We checked into our hotel, which is built around a courtyard. Our room is tiny...but clean and way too $$ for the space, but that is this city. I'm trying to find an analogy...this is where Parisians and other French people come for weekends and holidays. It is in the far south of France, near the Mediterranean Sea. Much like Nisswa, MN, Door County, WI or Michigan if you live in Chicago; although on a bigger scale. Other than the Cezanne museum which I intend to visit, the main attraction here are natural hot springs, and Roman architecture. It is mostly outdoor cafes and shops. Which is just fine for me.
When I was in college I went on my first 5 week trip to Italy. Freshman were usually never invited and my parents had to sign off that I wouldn't get too homesick. Hah. I loved it. I do remember, though, a lecture we all had to attend about culture shock. It was 1975 and that probably was a thing, since the world was not the global marketplace it is now. I felt it then but I had been schooled that differerent isn't bad, it is just different. That and the trip I took through Europe two years later with my bestie Sue Sudduth Moynahan were life changing. It taught me that we in the US are just a little
piece of the puzzle. I remember being surprised that not everyone wanted to be in the States.
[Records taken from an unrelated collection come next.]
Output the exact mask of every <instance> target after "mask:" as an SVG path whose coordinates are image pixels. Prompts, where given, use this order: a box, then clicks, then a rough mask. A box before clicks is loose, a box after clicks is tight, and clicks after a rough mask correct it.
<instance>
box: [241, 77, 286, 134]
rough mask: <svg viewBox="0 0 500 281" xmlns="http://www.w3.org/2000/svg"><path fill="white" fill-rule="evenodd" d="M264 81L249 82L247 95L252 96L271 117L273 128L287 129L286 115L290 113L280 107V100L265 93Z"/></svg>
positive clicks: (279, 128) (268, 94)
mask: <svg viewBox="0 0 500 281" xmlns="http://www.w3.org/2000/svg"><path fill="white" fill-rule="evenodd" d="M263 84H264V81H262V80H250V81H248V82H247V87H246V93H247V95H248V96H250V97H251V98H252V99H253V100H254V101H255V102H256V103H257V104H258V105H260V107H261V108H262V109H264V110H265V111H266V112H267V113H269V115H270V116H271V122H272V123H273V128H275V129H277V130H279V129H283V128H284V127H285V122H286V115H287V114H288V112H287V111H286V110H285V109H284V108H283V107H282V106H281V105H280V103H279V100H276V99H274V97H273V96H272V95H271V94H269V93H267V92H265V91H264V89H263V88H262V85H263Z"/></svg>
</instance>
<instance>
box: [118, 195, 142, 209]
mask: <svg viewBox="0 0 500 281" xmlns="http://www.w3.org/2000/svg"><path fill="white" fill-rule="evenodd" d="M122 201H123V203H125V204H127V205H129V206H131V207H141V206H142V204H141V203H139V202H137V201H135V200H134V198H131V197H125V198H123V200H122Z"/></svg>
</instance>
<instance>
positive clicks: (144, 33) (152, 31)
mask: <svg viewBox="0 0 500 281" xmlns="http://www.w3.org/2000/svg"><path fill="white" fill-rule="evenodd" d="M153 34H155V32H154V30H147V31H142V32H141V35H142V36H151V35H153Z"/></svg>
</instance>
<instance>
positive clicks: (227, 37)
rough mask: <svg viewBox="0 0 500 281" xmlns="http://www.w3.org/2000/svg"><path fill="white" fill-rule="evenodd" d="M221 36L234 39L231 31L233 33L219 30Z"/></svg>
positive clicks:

I mention this because I had some culture shock this afternoon. This is so different from the international city that is Barcelona. This isn't an American tourist town. We haven't heard an English speaker all day. That's fine, I just needed to wrap my head around the fact that I know NO French and so I need to rely mostly on sign language, or I ask Jon.And that's fine. By the end of the evening, it was part of what I was loving.
Tomorrow we take a day trip to Monaco and Nice. Our intention was to mix famous cities with small authentic ones. The fact that we are visiting Nice on the anniversary of 9-11 isn't lost on us. We remain aware, but stubborn in the fact that we will not let hatred win in experiencing this world.
The next day we will take a trip into the vineyards of Provence. And then on the third day we will explore this awesome place.